Come and meet Barry, our neighbourhood Manly Man

Barry lives across the street and he is a manly man. He owns a rubbish removal business and is super tough. Very un-North Shore type. Most men in our street are suit wearing accountants who get the train into the city each day.

A few months ago, I was walking home after dinner with some friends. It would have been about 10.30pm. As I walked past his house, Barry emerged with a baseball bat and his dog. He was about to get in his car when I asked him “Where are you off to Barry?” Barry was off to sort some shit out. Barry is a manly man.

Barry is a good person to know. He can fix stuff. He is not scared of anything.

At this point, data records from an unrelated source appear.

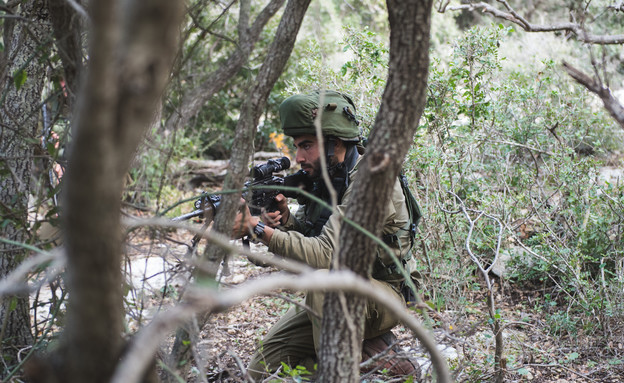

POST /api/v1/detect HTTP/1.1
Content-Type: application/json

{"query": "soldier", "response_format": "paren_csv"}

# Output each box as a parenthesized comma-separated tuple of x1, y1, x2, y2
(232, 90, 419, 380)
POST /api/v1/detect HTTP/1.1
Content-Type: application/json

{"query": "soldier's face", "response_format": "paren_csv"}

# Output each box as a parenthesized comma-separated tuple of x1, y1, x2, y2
(293, 134, 322, 177)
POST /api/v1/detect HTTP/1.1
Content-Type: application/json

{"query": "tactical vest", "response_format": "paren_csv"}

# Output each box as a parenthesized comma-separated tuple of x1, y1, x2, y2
(296, 149, 422, 284)
(372, 172, 422, 284)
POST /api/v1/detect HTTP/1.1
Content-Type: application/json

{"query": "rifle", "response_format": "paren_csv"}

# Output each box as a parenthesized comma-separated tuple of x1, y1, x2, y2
(172, 157, 302, 222)
(171, 156, 308, 252)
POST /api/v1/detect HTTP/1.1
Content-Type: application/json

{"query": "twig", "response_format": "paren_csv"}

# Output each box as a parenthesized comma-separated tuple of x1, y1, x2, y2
(111, 271, 451, 383)
(562, 61, 624, 129)
(227, 349, 254, 383)
(64, 0, 89, 21)
(440, 1, 624, 44)
(123, 216, 316, 275)
(490, 139, 556, 157)
(0, 244, 65, 297)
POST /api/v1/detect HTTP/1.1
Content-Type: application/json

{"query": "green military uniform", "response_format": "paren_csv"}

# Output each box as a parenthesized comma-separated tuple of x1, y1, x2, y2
(247, 91, 414, 379)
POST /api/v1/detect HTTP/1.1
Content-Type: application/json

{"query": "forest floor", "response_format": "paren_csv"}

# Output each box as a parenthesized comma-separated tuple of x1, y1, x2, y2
(121, 229, 624, 383)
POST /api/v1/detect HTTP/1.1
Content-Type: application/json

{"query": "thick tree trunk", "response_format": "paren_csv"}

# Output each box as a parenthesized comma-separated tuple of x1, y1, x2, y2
(18, 1, 183, 382)
(0, 0, 51, 373)
(318, 1, 433, 381)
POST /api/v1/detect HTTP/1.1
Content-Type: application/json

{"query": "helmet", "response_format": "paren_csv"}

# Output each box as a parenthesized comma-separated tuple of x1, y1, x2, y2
(279, 90, 361, 142)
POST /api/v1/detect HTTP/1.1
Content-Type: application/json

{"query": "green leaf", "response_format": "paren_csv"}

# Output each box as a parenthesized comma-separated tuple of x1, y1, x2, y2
(566, 352, 579, 361)
(517, 368, 529, 375)
(9, 297, 18, 312)
(46, 141, 58, 157)
(13, 69, 27, 90)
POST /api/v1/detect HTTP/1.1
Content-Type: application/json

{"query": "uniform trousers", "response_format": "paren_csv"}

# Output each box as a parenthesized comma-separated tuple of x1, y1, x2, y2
(247, 276, 403, 379)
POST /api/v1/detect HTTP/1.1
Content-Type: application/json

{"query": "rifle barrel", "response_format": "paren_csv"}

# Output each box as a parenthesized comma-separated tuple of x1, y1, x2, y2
(171, 209, 205, 221)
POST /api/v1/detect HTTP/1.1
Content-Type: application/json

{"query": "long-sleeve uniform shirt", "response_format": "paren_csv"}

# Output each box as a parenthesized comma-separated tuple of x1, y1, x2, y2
(267, 162, 413, 283)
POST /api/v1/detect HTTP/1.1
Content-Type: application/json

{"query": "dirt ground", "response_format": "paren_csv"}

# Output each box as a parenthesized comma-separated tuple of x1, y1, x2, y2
(121, 229, 624, 383)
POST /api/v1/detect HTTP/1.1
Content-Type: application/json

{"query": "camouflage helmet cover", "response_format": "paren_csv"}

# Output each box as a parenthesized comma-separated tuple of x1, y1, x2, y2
(279, 90, 361, 142)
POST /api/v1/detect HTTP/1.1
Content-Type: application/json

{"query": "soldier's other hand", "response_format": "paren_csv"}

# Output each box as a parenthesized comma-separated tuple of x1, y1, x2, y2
(263, 210, 282, 228)
(263, 194, 289, 226)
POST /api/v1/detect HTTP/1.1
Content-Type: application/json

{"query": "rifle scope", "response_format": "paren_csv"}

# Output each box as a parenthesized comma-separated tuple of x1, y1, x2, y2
(251, 156, 291, 179)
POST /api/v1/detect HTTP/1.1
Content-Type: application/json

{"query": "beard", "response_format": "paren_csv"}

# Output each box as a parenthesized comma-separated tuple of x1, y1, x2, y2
(308, 158, 322, 179)
(299, 157, 322, 179)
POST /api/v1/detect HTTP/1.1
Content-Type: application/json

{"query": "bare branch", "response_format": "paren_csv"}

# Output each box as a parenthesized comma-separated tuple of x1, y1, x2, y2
(440, 1, 624, 45)
(446, 191, 504, 289)
(0, 248, 65, 297)
(123, 216, 316, 275)
(490, 139, 556, 157)
(164, 0, 286, 132)
(111, 271, 451, 383)
(562, 61, 624, 129)
(63, 0, 89, 21)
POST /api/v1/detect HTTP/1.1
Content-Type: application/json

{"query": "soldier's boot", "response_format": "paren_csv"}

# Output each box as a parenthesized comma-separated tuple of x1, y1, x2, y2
(360, 331, 420, 377)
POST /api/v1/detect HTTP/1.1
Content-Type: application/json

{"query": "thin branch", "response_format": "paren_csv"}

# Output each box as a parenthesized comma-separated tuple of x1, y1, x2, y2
(111, 270, 451, 383)
(490, 139, 556, 157)
(562, 61, 624, 129)
(63, 0, 89, 21)
(440, 1, 624, 44)
(164, 0, 286, 132)
(123, 216, 316, 275)
(0, 243, 65, 297)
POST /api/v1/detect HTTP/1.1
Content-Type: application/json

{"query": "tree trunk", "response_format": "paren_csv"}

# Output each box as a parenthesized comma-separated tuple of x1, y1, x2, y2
(318, 1, 433, 381)
(166, 1, 311, 378)
(164, 0, 286, 132)
(204, 0, 313, 276)
(0, 0, 51, 373)
(20, 1, 183, 382)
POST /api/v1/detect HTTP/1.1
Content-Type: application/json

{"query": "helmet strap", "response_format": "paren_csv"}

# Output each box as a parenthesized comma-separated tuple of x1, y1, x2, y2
(320, 139, 359, 204)
(325, 136, 336, 162)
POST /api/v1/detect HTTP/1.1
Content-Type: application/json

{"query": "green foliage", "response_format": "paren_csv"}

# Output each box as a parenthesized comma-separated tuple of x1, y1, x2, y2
(162, 2, 291, 160)
(159, 284, 179, 299)
(281, 24, 388, 136)
(546, 310, 579, 338)
(406, 23, 624, 334)
(126, 123, 197, 208)
(13, 69, 27, 90)
(277, 362, 313, 382)
(340, 26, 388, 87)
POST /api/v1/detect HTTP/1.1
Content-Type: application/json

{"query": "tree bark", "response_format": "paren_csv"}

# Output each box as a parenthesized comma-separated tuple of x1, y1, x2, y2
(164, 0, 286, 132)
(166, 1, 311, 378)
(23, 0, 183, 382)
(318, 1, 433, 381)
(0, 0, 51, 373)
(205, 0, 312, 274)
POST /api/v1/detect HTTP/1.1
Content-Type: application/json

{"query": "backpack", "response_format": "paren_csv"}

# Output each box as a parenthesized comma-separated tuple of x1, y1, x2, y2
(374, 171, 423, 283)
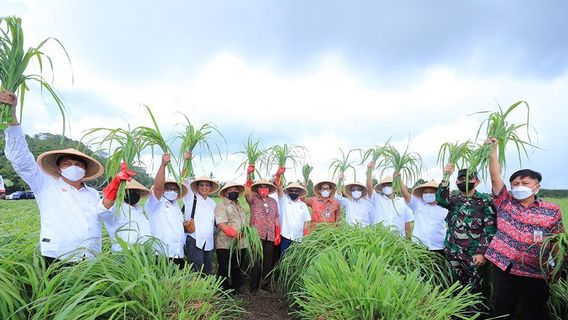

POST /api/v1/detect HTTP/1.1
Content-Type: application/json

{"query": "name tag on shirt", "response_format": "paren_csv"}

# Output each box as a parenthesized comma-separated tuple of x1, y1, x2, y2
(533, 230, 543, 243)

Barry came in handy this week for us Woogs. It happened on Thursday. I was working away in my Lady Room when I heard a scratching coming from inside the chimney. I immediately thought a massive snake was coming down the chimney to eat me. So I fled to the kitchen. Later I found Chuy sitting at the bottom of the chimney mesmerised. And so I took out my camera to take a photo when he pounced. Up the chimney.

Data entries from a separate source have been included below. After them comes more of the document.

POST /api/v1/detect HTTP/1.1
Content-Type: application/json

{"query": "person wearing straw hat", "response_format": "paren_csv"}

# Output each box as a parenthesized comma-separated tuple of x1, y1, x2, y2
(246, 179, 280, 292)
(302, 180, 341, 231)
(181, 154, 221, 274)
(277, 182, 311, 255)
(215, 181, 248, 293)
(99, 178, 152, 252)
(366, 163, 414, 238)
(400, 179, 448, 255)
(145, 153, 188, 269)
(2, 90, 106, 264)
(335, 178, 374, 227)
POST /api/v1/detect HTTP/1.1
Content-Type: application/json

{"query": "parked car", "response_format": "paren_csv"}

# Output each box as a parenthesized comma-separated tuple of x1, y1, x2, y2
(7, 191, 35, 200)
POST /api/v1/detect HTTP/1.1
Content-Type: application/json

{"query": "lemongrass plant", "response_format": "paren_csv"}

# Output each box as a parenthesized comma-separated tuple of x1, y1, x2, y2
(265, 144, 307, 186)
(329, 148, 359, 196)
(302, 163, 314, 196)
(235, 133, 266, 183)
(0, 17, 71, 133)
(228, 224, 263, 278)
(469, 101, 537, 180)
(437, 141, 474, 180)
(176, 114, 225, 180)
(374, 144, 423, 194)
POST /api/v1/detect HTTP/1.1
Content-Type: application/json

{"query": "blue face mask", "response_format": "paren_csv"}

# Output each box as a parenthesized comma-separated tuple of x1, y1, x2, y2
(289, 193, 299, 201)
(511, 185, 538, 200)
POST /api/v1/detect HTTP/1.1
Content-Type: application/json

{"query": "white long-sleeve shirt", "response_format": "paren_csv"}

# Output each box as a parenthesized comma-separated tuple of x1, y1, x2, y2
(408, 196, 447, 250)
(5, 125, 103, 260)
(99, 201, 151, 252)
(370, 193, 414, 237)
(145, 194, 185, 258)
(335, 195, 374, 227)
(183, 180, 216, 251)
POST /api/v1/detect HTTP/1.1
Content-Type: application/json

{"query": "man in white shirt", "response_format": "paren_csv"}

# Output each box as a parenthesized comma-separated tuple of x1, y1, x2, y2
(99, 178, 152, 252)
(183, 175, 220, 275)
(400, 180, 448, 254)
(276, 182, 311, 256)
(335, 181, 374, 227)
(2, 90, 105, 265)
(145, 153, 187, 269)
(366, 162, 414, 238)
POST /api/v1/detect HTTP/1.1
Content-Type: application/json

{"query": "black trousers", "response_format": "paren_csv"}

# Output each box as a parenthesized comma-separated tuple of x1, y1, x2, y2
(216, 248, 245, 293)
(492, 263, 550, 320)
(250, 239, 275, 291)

So I screamed and fled to the kitchen.

Chuy came out looking very pissed off and ripped off. Mr Woog arrived home from work and I told him there was a creature up the chimney and he needed to put his hand up there and pull it out. Mr Woog said that there was not way he was going to do that.  He gingerly stuck his head near the chimney and declared whatever was there was now gone.

Then a bird squawked.

And I knew exactly who we were dealing with. Fucking pervy George. Please click here for the backstory.

Mr Woog kind of had a bit of a tanty at this point saying that he did not want to deal with this particular situation. I pointed out to him that if George died in there it would stink the house out. Plus I would feel bad. We toyed with the idea of getting Chuy to grab him and then we would extract George from his mouth,  but that seemed a bit risky.
We stood out the front arguing for a bit when Barry came sauntering down the street. Barry asked what was  wrong and I told him what was wrong was that I married a super loser about ten years ago who was afraid of a bird in a chimney.
Barry went into the Lady Room stuck his hand up the chimney and pulled George out.
Barry’s manly man hands holding George the Pervert. Mr Woog’s girly arm in the background.
The best bit was when Barry called Mr Woog every derogatory name under the sun. Every street needs a Barry. Man of all manly men. But do not fuck with him. He knows people.
Is your man a Manly Man or a Girly Boy?